No sé cuándo apareció Lubino en un rincón de mi memoria. ¿Cómo no había recordado a tu perro, protagonista de tantos cuentos, contados en gallego uno tras otro antes de dormir? Lubino, mucho más fuerte que un lobo. Lubino el pirata, que empujaba cofres de contrabando por el río Mao, tan de Lugo como tú. Lubino, que organizó un ejército de avispas y abejas para luchar contra los zorros, los jabalíes y los osos. Tú ahuecabas la voz para darle a él la importancia que debía tener en el relato. La niña de seis años que era yo por aquel entonces no podía cerrar la boca al escuchar las hazañas del perro adalid, que incluso participó en la toma de Tenochtitlan. ¿Cómo lo haría?
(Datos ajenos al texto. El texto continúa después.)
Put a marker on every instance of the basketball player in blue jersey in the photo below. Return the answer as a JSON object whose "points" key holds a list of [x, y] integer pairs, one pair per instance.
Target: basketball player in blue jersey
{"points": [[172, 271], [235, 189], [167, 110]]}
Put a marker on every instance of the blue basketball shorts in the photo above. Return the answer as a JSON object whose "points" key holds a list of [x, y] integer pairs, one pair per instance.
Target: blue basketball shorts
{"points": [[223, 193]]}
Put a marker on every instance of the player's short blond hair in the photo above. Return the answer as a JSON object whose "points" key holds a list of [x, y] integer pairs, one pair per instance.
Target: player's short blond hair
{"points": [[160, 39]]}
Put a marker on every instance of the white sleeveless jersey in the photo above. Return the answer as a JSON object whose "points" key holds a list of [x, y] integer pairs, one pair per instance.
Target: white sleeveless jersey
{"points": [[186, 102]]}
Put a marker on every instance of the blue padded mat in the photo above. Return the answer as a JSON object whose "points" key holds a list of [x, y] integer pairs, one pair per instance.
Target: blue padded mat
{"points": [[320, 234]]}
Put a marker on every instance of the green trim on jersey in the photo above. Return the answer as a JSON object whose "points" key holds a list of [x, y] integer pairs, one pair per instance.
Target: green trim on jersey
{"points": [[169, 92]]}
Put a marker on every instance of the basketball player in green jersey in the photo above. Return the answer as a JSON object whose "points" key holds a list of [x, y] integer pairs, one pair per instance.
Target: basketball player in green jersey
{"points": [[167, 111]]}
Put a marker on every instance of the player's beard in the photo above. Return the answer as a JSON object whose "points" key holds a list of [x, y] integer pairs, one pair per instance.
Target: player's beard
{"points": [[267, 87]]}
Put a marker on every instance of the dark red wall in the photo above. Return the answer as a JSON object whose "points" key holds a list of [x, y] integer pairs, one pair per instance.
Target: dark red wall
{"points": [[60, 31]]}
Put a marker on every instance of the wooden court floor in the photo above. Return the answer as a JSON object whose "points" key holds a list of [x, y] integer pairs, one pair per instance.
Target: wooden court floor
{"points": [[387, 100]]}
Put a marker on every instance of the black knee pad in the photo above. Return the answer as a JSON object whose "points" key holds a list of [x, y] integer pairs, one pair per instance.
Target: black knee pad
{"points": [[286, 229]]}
Insistías en que era grande, imponente, más fuerte que un lobo y muy parecido a ellos. A mí no me gusta cazar, decías. Me dan pena las palomas, los conejos, pero él no se lo pensaba dos veces y siempre volvía con una presa en el hocico. El sinvergüenza, con todo descaro, la ponía a mis pies como un trofeo. Yo te preguntaba si él era malo. Malo, no. Seguía su instinto, me explicabas. Era tranquilo, no se enfadaba y estaba pendiente de mí. Al menor ruido erguía las orejas, dispuesto a defenderme. A mí eso me sonaba tanto. Era igualito que mi papá conmigo, me afirmaba yo, orgullosa, por si no había quedado claro lo parecido que era mi padre al perro maravilloso, ¿o era al revés?

Recordamos juntos que un vecino de Bóveda te regaló un cachorro y que le llamaste así, porque era como un lobito pequeño, al cual, al crecer, ya no le pegaba ese nombre. Repasamos el episodio de cuando metió el hocico en el pote del caldo y tú interpretaste como risas lo que era una quemadura. Rite, rite. Cando veña miña nai da misa, vaite dar a risa.

¿Qué pasa en la memoria de los viejos? Intercambiabas identidades como fichas de dominó. Al principio me recibías llamándome por mi nombre; al final, nos valía el de tu madre, el de tu mujer, el de tu nieta o el mío mismo, sin ningún criterio. Con las mujeres importantes de tu vida hiciste una mezcolanza y yo era el resultado de todas. Mamá, me llamabas a veces. Ya que era tu mamá tenía que hablar en gallego y cantarte nanas para que durmieras tranquilo.

Miña nai, miña naiciña. Como miña nai ningunha, que me quentaba a cariña co calorciño da sua.

Empezaste a olvidar a muchos miembros de la familia. Primero a los que te caían peor. Qué sanadora es la desmemoria. Después revolviste al resto formando un todo que, supongo, te hacía sentir seguro. Era mucho lío, ¿verdad?

La falta de memoria, según yo, te facilitaba la vida. No sufrías. Nos pasábamos el tiempo plantando flores en el jardín, rociándolas con aquella regadera azul que tan contento te puso, hasta que se te olvidó que era tuya y volviste a tener ilusión cuando te la regalé de nuevo.

Un día te enseñé una foto de un Alaska Malamute. La tomaste con las dos manos y, al cabo de un rato tan largo que creí que te habías quedado dormido, me miraste para acertar a decir: Lubino.

En una ocasión, hablando del perro, contabas que un vecino –malo, aclaraste– lo envenenó por la noche.

–Murió, ¿entiendes? –explicaste cogiéndome las dos manos, con tristeza.

–Sí, papá.

–Yo quiero irme con Lubino.

–Sí, papá.

Las tardes que siguieron, como para concluir el libro de tu vida, cantaste todo tu repertorio, nombraste una por una las películas de Sarita Montiel y me volviste a contar tu viaje a la Argentina y el nombre de tus vacas.

Dos días después te fuiste con tu perro, dejándome a mí las historias.